On his return trip the next day, he passed out during the drive and crashed into a telephone pole. He spent two days at the Cobequid Health Centre before being transferred to the Queen Elizabeth II Health Sciences Centre.

"They never should have sent him home," said Johnson. "Why would you send a 79-year-old man, who has an infection in his body and a fever, home?"

She said her father is now on the mend. She's also set up a GoFundMe to help replace the bright green Volkswagen Beetle that was totalled in the  accident.

System in crisis

According to data from Nova Scotia Health, there are 241 NS Health employees off work as of Aug. 25 due to testing positive for COVID-19, waiting for a COVID-19 test or being exposed to a member of their household who tested positive for the disease.

The crisis in emergency rooms has been building since the start of the COVID-19 pandemic. Staffing shortages combined with fewer family doctors have led to increased numbers of people seeking care at an ER.

Last month, the provincial NDP released records showing 43,000 people walked away from an ER without being treated last year, up 60 per cent from the year before.

Leora Muise said her mother, Kim Fenwick, waited for more than three hours on the emergency department floor of the Valley Regional Hospital, vomiting and disoriented, before she was given something to sit on.

During the wait, Muise said other people waiting for care began to leave because they were uncomfortable seeing Fenwick in her condition.

Robert Short/CBC
Robert Short/CBC

"I understand that they're understaffed, but if you're going to make people wait for eight, nine hours at a time and they're actually really sick, your priority should be their comfort and wellness," Muise said. "She could have died on that floor."

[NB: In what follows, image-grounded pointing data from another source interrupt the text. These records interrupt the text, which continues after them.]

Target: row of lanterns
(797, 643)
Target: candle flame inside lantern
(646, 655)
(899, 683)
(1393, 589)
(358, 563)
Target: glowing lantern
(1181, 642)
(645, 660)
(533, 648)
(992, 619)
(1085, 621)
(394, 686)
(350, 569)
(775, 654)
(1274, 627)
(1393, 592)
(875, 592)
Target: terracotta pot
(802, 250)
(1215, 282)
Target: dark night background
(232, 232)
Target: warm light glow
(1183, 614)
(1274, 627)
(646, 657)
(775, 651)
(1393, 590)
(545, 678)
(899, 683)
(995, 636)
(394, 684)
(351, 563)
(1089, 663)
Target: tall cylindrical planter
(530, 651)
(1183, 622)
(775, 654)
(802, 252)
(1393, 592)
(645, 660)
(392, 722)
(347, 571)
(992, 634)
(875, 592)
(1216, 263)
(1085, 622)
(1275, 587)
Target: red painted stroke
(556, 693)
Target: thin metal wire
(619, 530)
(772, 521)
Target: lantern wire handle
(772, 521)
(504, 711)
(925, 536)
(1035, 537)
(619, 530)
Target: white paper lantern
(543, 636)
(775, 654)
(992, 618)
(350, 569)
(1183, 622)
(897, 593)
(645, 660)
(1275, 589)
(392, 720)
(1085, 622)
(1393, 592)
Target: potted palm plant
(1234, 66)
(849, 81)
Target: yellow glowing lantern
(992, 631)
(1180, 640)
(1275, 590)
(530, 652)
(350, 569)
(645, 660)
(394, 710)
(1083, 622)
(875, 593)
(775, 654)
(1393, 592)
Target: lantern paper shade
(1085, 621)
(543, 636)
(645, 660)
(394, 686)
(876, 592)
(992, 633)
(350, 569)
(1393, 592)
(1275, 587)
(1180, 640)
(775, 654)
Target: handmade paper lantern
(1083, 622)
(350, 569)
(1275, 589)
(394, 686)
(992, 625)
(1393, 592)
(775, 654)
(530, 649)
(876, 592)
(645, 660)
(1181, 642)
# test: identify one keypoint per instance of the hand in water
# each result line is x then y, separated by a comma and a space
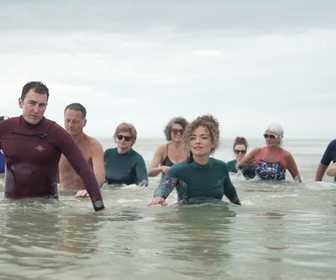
82, 193
158, 200
143, 183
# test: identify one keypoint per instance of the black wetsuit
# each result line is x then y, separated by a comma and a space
193, 180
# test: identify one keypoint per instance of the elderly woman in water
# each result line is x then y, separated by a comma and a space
272, 160
200, 177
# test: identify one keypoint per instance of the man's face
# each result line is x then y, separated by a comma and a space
33, 106
74, 122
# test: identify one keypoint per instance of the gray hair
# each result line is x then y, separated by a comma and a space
278, 130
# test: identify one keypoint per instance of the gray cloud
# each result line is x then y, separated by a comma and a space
178, 15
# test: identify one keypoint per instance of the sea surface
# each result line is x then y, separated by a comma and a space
283, 230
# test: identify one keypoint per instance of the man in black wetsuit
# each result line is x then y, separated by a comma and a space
33, 145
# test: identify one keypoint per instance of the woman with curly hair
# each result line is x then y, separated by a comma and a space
200, 178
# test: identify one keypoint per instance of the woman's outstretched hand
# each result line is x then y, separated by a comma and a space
158, 200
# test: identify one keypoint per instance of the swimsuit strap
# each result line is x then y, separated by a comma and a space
280, 157
261, 154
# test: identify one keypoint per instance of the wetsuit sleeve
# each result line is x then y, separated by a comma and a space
141, 172
329, 154
63, 140
166, 186
230, 191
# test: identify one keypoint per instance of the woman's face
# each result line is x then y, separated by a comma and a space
200, 142
272, 140
240, 151
124, 140
176, 132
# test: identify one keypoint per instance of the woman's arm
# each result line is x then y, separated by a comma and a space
154, 167
291, 166
331, 170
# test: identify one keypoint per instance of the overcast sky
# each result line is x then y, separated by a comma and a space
249, 63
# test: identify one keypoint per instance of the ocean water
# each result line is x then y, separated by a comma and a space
283, 230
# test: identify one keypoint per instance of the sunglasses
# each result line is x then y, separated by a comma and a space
127, 138
176, 131
243, 152
270, 136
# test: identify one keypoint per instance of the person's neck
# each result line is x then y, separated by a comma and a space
79, 137
122, 150
273, 150
202, 160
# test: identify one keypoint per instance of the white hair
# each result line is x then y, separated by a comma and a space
278, 130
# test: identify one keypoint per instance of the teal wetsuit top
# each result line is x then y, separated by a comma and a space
195, 181
128, 168
232, 165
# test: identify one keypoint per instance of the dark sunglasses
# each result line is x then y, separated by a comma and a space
243, 152
176, 131
270, 136
127, 138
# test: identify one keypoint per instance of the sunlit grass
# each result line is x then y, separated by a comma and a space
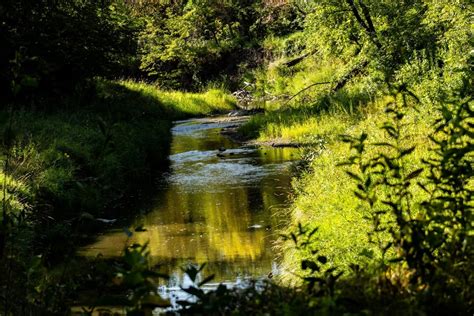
185, 103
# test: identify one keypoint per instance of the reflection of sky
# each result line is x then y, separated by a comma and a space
217, 209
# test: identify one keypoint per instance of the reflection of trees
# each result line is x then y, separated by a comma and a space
212, 224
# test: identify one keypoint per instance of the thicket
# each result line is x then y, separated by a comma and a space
395, 77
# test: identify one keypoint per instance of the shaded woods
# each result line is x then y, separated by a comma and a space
377, 93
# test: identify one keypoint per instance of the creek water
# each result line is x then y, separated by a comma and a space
220, 204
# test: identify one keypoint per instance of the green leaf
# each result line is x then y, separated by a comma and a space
414, 174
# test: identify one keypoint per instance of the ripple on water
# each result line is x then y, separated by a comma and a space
220, 174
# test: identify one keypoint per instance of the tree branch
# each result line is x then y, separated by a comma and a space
307, 88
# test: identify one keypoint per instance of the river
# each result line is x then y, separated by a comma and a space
221, 203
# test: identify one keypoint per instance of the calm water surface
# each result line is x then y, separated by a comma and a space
222, 207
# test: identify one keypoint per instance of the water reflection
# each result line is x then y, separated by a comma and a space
220, 205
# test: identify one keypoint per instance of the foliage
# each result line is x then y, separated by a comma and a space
188, 43
62, 44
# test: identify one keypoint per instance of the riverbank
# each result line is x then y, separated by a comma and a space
89, 161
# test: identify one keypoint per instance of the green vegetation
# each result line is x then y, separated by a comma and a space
378, 92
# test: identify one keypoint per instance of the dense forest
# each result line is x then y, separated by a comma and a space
377, 94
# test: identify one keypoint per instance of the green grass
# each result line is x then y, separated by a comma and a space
183, 104
90, 159
323, 194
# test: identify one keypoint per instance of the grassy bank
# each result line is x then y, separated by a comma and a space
88, 161
316, 118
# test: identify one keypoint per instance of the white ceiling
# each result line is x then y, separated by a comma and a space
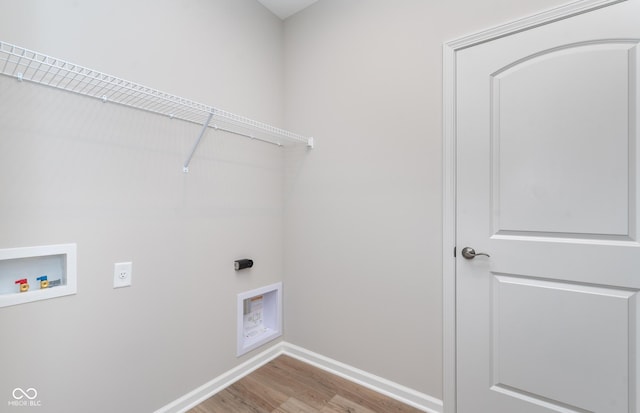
286, 8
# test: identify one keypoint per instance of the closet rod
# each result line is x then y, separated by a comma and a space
35, 67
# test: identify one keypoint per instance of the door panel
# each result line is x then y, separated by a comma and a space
562, 343
547, 185
546, 142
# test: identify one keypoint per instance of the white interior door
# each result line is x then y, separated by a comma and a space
548, 186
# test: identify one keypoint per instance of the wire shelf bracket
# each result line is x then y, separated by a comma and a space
27, 65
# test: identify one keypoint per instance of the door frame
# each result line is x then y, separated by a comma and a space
449, 122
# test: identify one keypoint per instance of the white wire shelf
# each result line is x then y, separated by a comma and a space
27, 65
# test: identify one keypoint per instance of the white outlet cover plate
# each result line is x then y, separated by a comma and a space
122, 274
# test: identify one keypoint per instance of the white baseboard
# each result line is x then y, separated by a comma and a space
202, 393
396, 391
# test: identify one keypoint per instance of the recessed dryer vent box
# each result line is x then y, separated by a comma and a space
259, 317
37, 273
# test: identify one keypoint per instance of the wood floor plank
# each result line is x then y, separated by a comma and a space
287, 385
293, 405
341, 405
264, 397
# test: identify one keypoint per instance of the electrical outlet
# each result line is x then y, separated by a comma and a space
122, 274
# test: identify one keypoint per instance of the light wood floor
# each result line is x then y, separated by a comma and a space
286, 385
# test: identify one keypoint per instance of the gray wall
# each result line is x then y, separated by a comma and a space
110, 179
363, 211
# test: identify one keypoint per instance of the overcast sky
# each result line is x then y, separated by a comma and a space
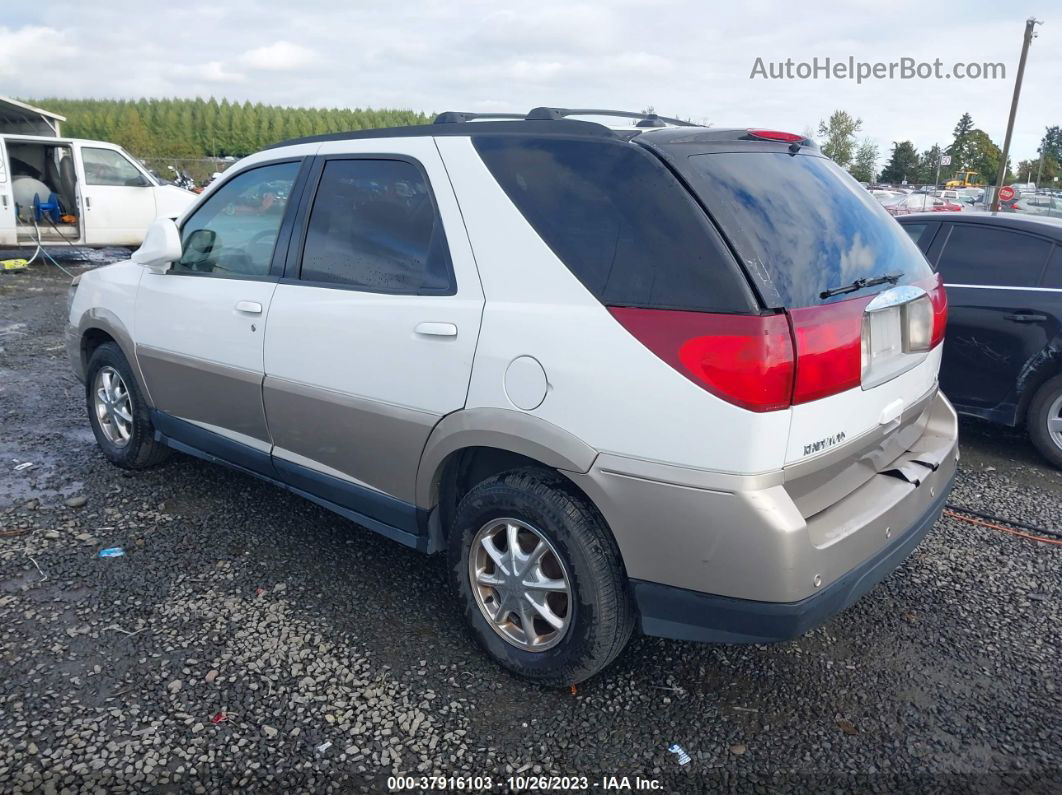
685, 57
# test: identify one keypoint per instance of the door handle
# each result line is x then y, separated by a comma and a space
437, 329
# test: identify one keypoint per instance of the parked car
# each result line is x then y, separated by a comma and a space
1032, 204
1003, 361
69, 190
895, 205
927, 203
529, 345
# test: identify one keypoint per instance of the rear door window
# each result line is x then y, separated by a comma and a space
987, 256
808, 224
620, 221
921, 234
107, 167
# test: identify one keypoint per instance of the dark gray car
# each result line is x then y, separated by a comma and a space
1003, 355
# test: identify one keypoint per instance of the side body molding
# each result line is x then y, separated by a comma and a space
502, 429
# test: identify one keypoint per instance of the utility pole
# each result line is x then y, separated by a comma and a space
1030, 24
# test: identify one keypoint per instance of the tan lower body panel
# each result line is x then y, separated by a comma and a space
205, 392
372, 443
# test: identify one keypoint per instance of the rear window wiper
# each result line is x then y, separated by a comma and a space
889, 278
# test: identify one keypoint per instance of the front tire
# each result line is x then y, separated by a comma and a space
118, 413
540, 577
1045, 420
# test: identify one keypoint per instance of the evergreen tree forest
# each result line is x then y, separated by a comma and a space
198, 128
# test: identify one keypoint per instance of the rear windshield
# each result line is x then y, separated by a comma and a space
807, 222
620, 221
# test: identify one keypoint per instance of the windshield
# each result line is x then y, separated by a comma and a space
810, 225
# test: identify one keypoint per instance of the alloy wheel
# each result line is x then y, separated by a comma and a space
114, 405
1055, 421
520, 584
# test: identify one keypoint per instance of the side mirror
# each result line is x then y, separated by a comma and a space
160, 247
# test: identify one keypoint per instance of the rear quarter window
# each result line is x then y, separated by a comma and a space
619, 221
808, 224
1052, 277
988, 256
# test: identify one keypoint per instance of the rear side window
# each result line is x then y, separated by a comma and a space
915, 231
810, 225
374, 227
982, 255
1054, 275
619, 221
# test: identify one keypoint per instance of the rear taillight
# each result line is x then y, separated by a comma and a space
770, 362
938, 297
775, 135
827, 348
747, 360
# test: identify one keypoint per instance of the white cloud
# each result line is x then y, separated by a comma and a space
31, 48
684, 57
279, 56
215, 71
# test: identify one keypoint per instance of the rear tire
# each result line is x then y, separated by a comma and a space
118, 413
575, 547
1044, 420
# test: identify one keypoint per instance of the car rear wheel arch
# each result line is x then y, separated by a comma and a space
463, 469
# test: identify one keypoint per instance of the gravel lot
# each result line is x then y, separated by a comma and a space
337, 658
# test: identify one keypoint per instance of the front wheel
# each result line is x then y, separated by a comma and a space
1045, 420
540, 577
118, 413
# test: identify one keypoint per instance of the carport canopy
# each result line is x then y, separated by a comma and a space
20, 118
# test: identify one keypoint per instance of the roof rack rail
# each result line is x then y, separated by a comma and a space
456, 117
648, 120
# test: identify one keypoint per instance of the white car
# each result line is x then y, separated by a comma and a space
620, 377
93, 193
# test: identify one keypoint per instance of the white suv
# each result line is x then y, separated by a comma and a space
661, 376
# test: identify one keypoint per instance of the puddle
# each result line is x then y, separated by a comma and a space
44, 481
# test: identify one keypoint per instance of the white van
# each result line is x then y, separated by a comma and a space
84, 192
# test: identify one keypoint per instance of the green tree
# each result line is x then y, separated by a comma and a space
839, 137
864, 168
983, 156
903, 163
927, 166
132, 134
959, 150
1051, 144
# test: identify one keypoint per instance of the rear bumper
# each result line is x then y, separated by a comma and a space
685, 615
767, 548
71, 341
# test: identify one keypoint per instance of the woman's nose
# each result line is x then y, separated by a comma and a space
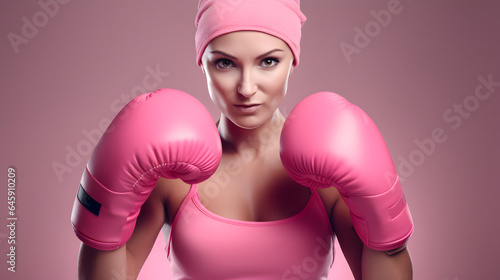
247, 86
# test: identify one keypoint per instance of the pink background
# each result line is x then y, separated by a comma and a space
68, 78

When the doctors did see Fenwick, Muise said her mother was given medication for her nausea, and an I.V. drip to replenish her fluids. She was told her white blood cell count was elevated, but did not receive any other information about her condition.

Fenwick said she didn't remember much from her time in the hospital, but she believes the problem lies in how cases are organized once patients are admitted to the ER.

'They need to fix it,' says Halifax resident

Jessica Engram from Halifax said she also feels she was failed by the health-care system.

Engram had a routine colonoscopy at Dartmouth General Hospital in November 2021. Just a few hours later, Engram said she began to experience intense stomach pains and vomiting. Engram said she went to the QEII and was initially told she might be experiencing constipation.

After several hours of waiting, Engram said scans revealed a portion of her bowel was dying and it was possible the colonoscopy had shifted her intestinal tract.

When she was diagnosed, she was taken into surgery and had 130 centimetres of bowel removed. The entire ordeal took about 12 hours.

"They need to fix it," Engram said of the health-care system. "How many more people are going to go through that?"

Houston says 'shame on' detractors of health care

But Premier Tim Houston had a terse message this week for anyone being critical about the provincial health-care system.

Robert Short/CBC
Robert Short/CBC

"If you get sick in this province, you will get extremely good care," he said. "Shame on anyone who suggests otherwise."

Speaking after a cabinet meeting Wednesday, Houston said changes are being implemented quickly.

"The amount of work that's happening in the health-care system, the speed that health-care professionals are responding and with changes and improvements, the cooperation we see with health-care professionals, it's absolutely breathtaking."